A multimedia project
The flora of Europe as we know it today is composed of many and many species of plants of foreign origin that were once adapted and now grow freely on the continent. Nature is in constant movement due to climate change, human intervention and constant intercontinental exchange. The project Plantportation is about revising Europe's natural history, in particular plant migration. It question the concepts of local and foreign, adaptation, movement and migration. The project emphasizes the problem of perception of space by mixing the real and the virtual: it is easy for us to move, whereas for plants it is possible only in certain metamorphic states. The project also raises the question of the possibility of involving plants in our virtual lives, even if they are rooted in the ground, exploring the poorly researched possibility of telepresence of plants and looking after them at a distance. The concept of the project is to create an »inter-space« where people can temporarily assume a plant identity.

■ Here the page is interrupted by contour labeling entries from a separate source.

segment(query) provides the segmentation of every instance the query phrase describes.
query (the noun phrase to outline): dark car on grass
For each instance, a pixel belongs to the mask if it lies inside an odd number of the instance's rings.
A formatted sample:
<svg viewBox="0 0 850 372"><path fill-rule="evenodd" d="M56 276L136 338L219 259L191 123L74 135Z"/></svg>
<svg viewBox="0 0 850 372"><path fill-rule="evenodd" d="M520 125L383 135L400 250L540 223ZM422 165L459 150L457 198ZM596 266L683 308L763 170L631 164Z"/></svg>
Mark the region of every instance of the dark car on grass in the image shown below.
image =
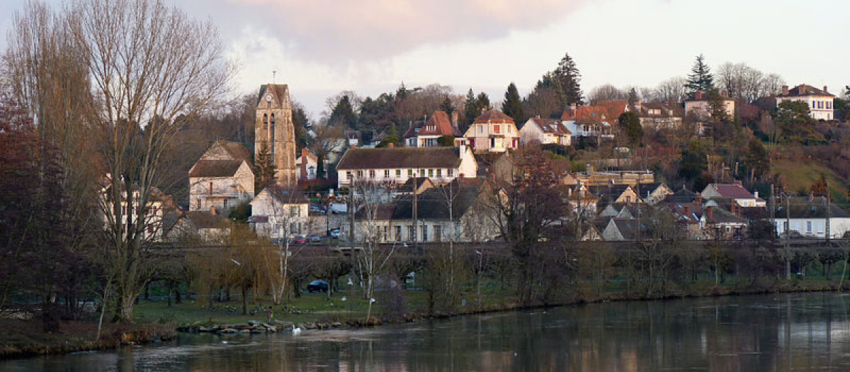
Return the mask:
<svg viewBox="0 0 850 372"><path fill-rule="evenodd" d="M326 292L328 288L327 281L326 280L313 280L309 285L307 285L307 291L310 293L314 292Z"/></svg>

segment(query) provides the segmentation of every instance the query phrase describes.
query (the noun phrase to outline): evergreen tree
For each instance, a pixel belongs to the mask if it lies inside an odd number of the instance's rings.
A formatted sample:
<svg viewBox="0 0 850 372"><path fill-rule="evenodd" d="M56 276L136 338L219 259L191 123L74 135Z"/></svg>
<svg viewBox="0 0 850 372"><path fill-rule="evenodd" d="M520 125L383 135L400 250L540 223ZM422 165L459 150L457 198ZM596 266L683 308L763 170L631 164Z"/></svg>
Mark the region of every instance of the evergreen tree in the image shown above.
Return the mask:
<svg viewBox="0 0 850 372"><path fill-rule="evenodd" d="M502 103L502 112L511 116L514 123L520 124L525 121L525 114L523 112L523 103L519 99L519 92L517 91L516 84L513 82L507 86L507 91L505 92L505 101Z"/></svg>
<svg viewBox="0 0 850 372"><path fill-rule="evenodd" d="M575 62L569 54L564 54L558 67L554 70L547 72L537 81L536 87L547 87L557 93L562 106L572 104L582 105L584 100L581 98L583 93L579 83L581 80L581 75L575 66Z"/></svg>
<svg viewBox="0 0 850 372"><path fill-rule="evenodd" d="M260 142L260 150L254 158L254 190L259 193L266 186L275 182L275 160L271 158L269 142Z"/></svg>
<svg viewBox="0 0 850 372"><path fill-rule="evenodd" d="M632 87L629 90L629 110L638 112L638 102L639 101L640 99L638 98L638 91Z"/></svg>
<svg viewBox="0 0 850 372"><path fill-rule="evenodd" d="M478 97L475 98L475 100L478 101L476 104L479 109L479 115L476 115L475 117L479 117L484 111L489 111L493 108L493 106L490 104L490 96L484 92L479 93Z"/></svg>
<svg viewBox="0 0 850 372"><path fill-rule="evenodd" d="M481 110L478 107L478 99L475 99L475 93L473 92L473 88L469 88L469 92L467 93L467 102L463 106L463 121L461 122L460 129L461 132L466 132L469 126L473 125L473 121L475 121L475 118L481 115Z"/></svg>
<svg viewBox="0 0 850 372"><path fill-rule="evenodd" d="M712 87L714 87L714 76L706 65L705 57L700 54L696 57L691 73L688 75L688 82L685 83L688 96L694 98L697 91L708 92Z"/></svg>
<svg viewBox="0 0 850 372"><path fill-rule="evenodd" d="M455 105L451 104L451 99L446 96L445 99L443 99L443 102L439 104L439 110L442 111L445 111L446 114L450 115L452 112L455 112L455 110L456 110L457 109L456 109Z"/></svg>
<svg viewBox="0 0 850 372"><path fill-rule="evenodd" d="M643 127L640 125L640 117L634 111L626 111L618 119L620 127L626 133L629 145L637 147L643 140Z"/></svg>
<svg viewBox="0 0 850 372"><path fill-rule="evenodd" d="M331 117L327 120L332 126L343 126L346 128L357 129L357 115L351 105L351 99L348 96L343 96L333 107Z"/></svg>

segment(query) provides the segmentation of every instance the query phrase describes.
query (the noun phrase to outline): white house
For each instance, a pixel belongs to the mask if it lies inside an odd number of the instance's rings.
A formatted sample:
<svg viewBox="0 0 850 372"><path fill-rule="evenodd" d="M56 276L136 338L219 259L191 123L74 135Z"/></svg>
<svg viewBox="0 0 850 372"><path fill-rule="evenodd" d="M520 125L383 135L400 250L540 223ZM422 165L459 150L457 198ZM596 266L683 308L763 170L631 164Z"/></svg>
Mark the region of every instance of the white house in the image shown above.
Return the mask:
<svg viewBox="0 0 850 372"><path fill-rule="evenodd" d="M800 84L791 89L788 89L787 85L782 86L782 94L777 94L776 107L785 101L801 101L808 105L808 115L813 119L832 120L835 114L833 111L833 103L836 96L830 94L826 91L826 87L823 90L818 89L811 85Z"/></svg>
<svg viewBox="0 0 850 372"><path fill-rule="evenodd" d="M464 175L472 177L478 164L469 148L424 147L348 149L337 165L337 187L354 181L399 185L410 178L428 178L435 183L451 182Z"/></svg>
<svg viewBox="0 0 850 372"><path fill-rule="evenodd" d="M560 121L532 117L519 129L519 142L539 142L542 144L557 144L570 146L573 133Z"/></svg>
<svg viewBox="0 0 850 372"><path fill-rule="evenodd" d="M723 110L729 117L735 115L735 100L725 94L721 93L721 100L723 102ZM692 115L699 120L705 120L711 116L711 110L709 106L709 99L702 92L697 92L693 99L685 99L685 115Z"/></svg>
<svg viewBox="0 0 850 372"><path fill-rule="evenodd" d="M419 122L402 136L405 146L407 147L434 147L439 146L437 139L442 136L461 137L461 132L455 126L457 121L457 111L451 113L451 118L445 111L434 111L434 115L425 122Z"/></svg>
<svg viewBox="0 0 850 372"><path fill-rule="evenodd" d="M740 183L709 183L702 190L700 196L706 200L729 199L745 208L764 207L768 205L764 199L758 197L758 191L753 194Z"/></svg>
<svg viewBox="0 0 850 372"><path fill-rule="evenodd" d="M792 197L785 201L787 203L776 204L774 215L778 236L784 236L790 230L791 237L796 231L800 236L824 239L827 221L830 222L830 238L842 238L850 231L850 213L835 204L827 203L824 197Z"/></svg>
<svg viewBox="0 0 850 372"><path fill-rule="evenodd" d="M519 131L513 119L493 109L475 118L458 142L476 153L504 152L519 145Z"/></svg>
<svg viewBox="0 0 850 372"><path fill-rule="evenodd" d="M259 236L288 239L295 235L315 233L309 216L309 200L296 190L271 185L251 200L252 215L248 223ZM324 228L324 225L321 226Z"/></svg>
<svg viewBox="0 0 850 372"><path fill-rule="evenodd" d="M189 210L227 212L254 197L254 172L247 149L217 141L189 170Z"/></svg>

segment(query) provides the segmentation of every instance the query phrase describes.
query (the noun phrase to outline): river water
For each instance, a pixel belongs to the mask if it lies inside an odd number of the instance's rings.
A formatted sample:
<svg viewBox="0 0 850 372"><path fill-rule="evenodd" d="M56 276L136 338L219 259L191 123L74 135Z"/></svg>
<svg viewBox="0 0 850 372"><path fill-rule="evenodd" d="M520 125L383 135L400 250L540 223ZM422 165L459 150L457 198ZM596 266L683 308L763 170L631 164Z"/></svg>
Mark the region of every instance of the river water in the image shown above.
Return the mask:
<svg viewBox="0 0 850 372"><path fill-rule="evenodd" d="M850 296L587 304L356 330L182 334L112 352L0 361L3 371L850 370Z"/></svg>

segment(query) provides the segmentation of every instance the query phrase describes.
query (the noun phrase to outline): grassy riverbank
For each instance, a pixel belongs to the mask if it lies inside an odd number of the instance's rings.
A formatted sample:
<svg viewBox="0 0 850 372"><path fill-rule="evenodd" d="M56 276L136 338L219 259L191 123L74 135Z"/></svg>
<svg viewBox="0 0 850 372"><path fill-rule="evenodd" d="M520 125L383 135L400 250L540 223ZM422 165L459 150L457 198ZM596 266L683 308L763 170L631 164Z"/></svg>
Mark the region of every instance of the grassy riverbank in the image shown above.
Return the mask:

BridA/Tom Kerševan, Sendi Mango, Jurij Pavlica is a collective made up of graduates from the Venice Academy of Fine Arts, formed in 1996 during their university years. The group produces artwork across a wide spectrum of contemporary artistic practices exhibits both locally and internationally, and has participated in numerous international residency programs, workshops and seminars. BridA’s works have been purchased for a score of international contemporary art collections. In 2015 they received the highest award of the Municipality of Nova Gorica, the France Bevk Prize, commemorating 20 years of their successful activity; in 2018 they received the international Tesla Award. They are recipients of the Iaspis scholarship awarded by the Swedish Ministry of Culture, and Culture Bridges, awarded by the British Council under the EU.

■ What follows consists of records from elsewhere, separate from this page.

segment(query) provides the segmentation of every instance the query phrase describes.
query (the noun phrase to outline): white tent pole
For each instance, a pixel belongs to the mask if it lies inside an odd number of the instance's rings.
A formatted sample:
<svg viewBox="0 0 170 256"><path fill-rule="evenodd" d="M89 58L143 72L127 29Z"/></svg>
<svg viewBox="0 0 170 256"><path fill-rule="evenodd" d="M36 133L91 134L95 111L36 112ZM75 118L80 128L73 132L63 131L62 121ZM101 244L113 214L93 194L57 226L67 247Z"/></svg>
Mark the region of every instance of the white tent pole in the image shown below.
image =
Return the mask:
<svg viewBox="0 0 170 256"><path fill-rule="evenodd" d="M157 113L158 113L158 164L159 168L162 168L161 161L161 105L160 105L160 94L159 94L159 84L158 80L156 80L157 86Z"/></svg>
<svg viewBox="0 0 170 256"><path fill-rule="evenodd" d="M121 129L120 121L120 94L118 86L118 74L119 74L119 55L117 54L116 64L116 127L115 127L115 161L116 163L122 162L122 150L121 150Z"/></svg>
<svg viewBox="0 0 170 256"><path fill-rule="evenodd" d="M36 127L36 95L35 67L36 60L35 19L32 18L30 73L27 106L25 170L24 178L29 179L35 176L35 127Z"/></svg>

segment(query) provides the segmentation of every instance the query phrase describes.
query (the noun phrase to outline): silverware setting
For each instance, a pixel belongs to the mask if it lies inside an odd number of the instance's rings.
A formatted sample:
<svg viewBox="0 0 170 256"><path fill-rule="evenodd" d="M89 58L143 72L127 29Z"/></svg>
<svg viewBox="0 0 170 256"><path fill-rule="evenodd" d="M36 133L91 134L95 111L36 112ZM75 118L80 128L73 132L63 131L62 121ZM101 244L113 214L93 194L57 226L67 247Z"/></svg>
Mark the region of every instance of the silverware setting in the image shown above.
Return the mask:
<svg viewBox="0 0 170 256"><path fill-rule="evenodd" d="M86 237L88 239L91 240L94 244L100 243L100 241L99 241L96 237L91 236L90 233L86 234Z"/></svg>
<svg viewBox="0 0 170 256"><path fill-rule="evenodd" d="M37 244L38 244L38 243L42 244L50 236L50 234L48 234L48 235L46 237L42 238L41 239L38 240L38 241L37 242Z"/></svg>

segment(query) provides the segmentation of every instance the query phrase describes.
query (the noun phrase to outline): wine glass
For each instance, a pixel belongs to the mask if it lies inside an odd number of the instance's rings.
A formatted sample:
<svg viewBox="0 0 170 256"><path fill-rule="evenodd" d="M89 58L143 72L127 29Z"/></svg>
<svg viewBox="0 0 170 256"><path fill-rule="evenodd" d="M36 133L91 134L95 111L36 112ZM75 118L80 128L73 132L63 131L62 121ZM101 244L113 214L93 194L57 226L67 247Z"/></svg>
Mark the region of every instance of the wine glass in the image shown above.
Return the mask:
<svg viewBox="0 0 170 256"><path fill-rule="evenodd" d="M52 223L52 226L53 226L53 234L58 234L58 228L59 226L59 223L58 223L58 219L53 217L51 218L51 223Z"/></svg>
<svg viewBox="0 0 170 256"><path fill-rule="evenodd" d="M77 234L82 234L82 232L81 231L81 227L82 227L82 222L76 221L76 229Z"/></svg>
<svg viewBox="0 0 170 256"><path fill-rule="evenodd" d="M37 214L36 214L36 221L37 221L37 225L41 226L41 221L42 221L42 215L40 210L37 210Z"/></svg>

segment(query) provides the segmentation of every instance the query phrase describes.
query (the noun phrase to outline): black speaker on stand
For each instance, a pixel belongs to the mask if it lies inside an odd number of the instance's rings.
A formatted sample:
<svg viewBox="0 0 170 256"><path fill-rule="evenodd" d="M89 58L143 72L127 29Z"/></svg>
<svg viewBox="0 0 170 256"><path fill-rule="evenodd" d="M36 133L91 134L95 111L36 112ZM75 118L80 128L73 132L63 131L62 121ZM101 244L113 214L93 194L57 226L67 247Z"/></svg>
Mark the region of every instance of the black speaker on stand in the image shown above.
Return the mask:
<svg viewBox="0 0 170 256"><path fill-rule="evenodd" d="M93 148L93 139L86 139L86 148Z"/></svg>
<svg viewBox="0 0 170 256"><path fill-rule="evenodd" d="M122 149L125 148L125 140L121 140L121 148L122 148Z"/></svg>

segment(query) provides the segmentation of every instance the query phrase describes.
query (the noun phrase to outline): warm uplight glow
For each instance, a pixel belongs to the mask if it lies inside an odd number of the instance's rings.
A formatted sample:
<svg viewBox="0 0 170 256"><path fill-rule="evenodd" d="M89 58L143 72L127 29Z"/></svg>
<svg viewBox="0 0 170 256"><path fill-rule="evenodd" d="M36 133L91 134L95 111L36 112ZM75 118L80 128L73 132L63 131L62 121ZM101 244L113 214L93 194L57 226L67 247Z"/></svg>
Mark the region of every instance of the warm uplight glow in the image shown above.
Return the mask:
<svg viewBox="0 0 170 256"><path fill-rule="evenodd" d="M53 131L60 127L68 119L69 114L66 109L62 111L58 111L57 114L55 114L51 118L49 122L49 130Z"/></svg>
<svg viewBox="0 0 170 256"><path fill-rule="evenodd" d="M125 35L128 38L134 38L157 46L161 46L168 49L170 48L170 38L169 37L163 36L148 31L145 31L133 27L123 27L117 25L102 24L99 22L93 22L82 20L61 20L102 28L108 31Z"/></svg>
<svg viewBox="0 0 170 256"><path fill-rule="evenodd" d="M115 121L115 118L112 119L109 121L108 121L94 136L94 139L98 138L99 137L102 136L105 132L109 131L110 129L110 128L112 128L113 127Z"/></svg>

The online project »Forest Journal« lies at the heart of Ilya Dolgov's artistic approach. The name is borrowed from the popular Soviet book for children about nature. The project consists of issues published on the web-site, each of them dedicated to a separate experience, narrative or concept. The artist and his invited colleagues do not give a direct answer to the main question of the project - “What is nature?” The search rather takes place through the development of various modes and shades of interaction with nature, various styles of discourse about it, various positions that a human can take in relation to nature (up to the denial of its existence). Over the years of its existence, Forest Journal has gone through several stages in the development of its language, from quasi-scientific naturalism to romantic symbiotic poetry and careful attention to specific situations and interactions of various beings.

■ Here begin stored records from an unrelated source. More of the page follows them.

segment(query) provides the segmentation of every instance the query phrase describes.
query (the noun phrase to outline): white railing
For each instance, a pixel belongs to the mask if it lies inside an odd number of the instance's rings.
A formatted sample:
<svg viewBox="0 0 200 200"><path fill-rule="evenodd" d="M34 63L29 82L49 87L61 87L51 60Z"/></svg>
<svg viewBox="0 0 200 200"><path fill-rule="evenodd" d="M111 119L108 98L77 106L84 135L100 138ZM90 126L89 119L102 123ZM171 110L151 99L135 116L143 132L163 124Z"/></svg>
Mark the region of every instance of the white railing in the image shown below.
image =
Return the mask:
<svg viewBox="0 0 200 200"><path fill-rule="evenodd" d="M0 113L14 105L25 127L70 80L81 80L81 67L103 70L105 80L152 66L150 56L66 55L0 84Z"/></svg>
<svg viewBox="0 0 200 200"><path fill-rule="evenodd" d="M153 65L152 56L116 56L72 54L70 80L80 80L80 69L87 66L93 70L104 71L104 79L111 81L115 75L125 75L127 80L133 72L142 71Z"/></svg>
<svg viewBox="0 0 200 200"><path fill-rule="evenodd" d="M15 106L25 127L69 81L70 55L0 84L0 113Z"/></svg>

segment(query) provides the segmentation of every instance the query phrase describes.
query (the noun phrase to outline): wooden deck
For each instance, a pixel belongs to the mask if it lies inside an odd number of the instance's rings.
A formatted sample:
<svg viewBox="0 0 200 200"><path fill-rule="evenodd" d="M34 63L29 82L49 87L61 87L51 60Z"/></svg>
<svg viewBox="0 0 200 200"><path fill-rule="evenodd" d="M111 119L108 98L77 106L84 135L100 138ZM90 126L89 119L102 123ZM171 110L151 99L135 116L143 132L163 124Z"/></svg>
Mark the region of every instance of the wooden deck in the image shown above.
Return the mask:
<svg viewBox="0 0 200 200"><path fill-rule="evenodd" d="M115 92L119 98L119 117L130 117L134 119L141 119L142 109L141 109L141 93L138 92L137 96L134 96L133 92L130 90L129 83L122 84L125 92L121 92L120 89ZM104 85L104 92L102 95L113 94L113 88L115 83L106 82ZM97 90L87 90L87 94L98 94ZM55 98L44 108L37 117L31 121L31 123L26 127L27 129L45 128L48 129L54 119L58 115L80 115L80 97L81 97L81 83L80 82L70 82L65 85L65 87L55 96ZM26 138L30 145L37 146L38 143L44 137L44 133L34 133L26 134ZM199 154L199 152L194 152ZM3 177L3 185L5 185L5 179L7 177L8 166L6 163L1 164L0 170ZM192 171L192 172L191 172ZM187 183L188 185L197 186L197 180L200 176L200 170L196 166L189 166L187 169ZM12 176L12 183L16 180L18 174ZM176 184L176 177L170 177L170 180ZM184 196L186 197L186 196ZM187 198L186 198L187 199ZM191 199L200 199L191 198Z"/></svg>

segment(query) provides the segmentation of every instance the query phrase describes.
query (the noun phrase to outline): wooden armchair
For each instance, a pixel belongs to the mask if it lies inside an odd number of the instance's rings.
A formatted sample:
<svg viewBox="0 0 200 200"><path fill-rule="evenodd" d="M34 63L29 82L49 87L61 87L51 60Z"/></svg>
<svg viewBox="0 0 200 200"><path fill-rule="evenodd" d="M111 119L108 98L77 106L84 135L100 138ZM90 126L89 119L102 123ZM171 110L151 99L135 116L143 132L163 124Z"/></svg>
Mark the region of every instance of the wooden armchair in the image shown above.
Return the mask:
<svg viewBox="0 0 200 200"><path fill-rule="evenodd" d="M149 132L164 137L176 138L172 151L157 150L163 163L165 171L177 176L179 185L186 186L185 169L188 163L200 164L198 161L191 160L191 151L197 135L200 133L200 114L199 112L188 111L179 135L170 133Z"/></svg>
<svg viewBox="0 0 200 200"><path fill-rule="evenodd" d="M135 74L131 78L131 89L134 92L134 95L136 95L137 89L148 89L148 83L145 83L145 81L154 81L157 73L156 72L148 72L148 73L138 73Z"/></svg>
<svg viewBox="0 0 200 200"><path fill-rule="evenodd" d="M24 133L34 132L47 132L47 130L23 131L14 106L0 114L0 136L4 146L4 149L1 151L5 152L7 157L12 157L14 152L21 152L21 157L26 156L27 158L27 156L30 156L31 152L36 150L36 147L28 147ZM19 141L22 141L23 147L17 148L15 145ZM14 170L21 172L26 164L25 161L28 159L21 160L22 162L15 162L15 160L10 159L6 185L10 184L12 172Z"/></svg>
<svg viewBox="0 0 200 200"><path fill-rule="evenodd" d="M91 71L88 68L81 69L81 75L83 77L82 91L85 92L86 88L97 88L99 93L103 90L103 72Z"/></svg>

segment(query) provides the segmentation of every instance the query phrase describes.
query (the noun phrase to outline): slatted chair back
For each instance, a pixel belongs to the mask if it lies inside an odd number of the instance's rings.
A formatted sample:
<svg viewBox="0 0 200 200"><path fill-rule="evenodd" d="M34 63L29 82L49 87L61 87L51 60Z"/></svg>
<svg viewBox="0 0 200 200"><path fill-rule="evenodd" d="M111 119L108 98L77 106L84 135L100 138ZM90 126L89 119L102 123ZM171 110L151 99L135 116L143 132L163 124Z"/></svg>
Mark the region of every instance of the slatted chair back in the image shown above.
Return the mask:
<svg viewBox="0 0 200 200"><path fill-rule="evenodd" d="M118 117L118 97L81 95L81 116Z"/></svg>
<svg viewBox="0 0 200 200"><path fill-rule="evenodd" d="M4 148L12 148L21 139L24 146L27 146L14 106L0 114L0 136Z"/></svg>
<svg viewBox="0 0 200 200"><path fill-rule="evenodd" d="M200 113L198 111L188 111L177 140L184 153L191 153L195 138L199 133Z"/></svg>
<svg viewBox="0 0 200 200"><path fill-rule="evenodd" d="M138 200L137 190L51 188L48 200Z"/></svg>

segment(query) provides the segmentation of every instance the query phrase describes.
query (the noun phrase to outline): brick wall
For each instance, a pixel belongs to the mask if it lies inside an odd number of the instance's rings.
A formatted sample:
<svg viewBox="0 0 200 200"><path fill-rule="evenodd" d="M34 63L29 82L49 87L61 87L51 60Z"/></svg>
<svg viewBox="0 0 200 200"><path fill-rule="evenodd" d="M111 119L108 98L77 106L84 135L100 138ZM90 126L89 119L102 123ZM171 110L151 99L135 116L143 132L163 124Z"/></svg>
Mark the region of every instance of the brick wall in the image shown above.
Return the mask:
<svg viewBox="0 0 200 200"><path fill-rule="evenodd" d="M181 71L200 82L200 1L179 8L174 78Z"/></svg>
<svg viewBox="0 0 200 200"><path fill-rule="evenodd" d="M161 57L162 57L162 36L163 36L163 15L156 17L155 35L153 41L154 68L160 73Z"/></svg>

“This text was written in 2016 - a few mushroom seasons ago. It was the first time when I approached forest from theoretical perspective. My perception of forest as a place has changed today. Previously, I was interested in a person’s place in the forest, now – in a forest’s place in a person. A person, as Sudesh Mishra puts it, “as a singular life, mine or yours, as an ever-changing zoē-assemblage”. Thus, my interest swiched from justice to respect and care towards all forms of life especially in climate crisis era. Currently, I would rather think how we can invite forest – not just visit it, to invite it in order to be attached to life in general and get rid of “hierarchical thinking founded on our general disregard for the assemblage in which we are an element among others.« (Mishra, 2019)”*.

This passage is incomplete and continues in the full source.